Doors open at 7 p.m. The Bellfuries perform at 8 p.m.
You could mistake JD McPherson for a revivalist, given how few other contemporary artists are likely to assert, as he boldly does, that “’Keep a Knockin’ by Little Richard is the best record ever made.
It’s so insanely visceral, you feel like it’s going to explode your speakers. If I’m listening to that in the car, I find myself having to brake suddenly. I can listen to that and it makes me feel like I’m 20 feet tall. And the feeling of joy I get from that record is always going to be the real push behind trying to make music.”
But in a very real sense, McPherson is much more a pioneer than roots resuscitator. He’s knocking at the door of something that arguably hasn’t yet been accomplished – a spirited, almost spiritual hybrid that brings the forgotten lessons from the earliest days of rock & roll into a future that has room for the modernities of studio technique and 21st century singer/songwriter idiosyncrasies that Richard Penniman would not recognize.
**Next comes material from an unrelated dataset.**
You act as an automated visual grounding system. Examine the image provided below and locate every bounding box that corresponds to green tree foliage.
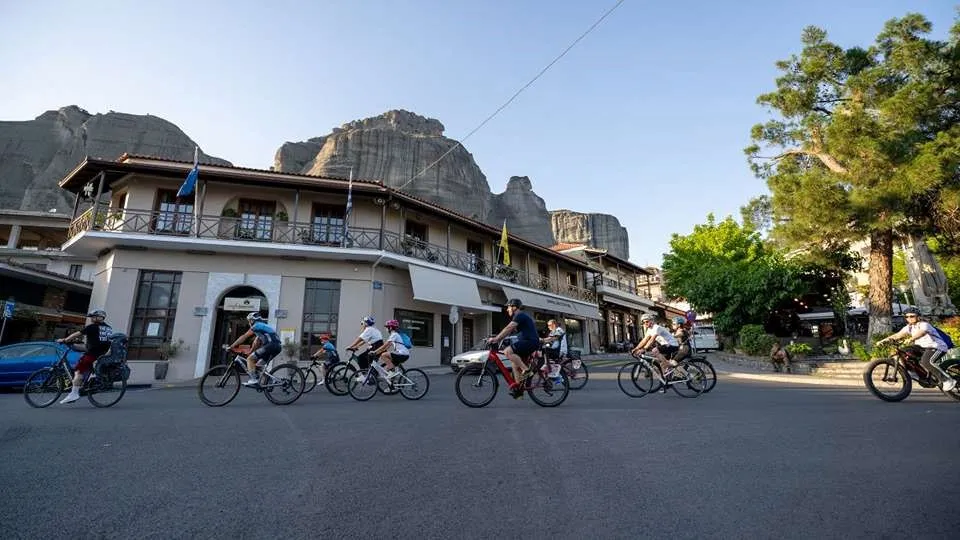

Let the Good Times Roll, his second album, is a stranger, and more personal affair than its Fats Domino-redolent title might at first suggest, but the name isn’t exactly ironic, either. If you, too, brake for pleasure, you’ll screech to a halt at the enrapturing sound of these Good Times. His first album, 2012’s Signs & Signifiers, was hailed as “an utterly irresistible, slicked-back triumph” by Mojo and “a rockin’, bluesy, forward-thinking gold mine that subtly breaks the conventions of most vintage rock projects” by All Music Guide.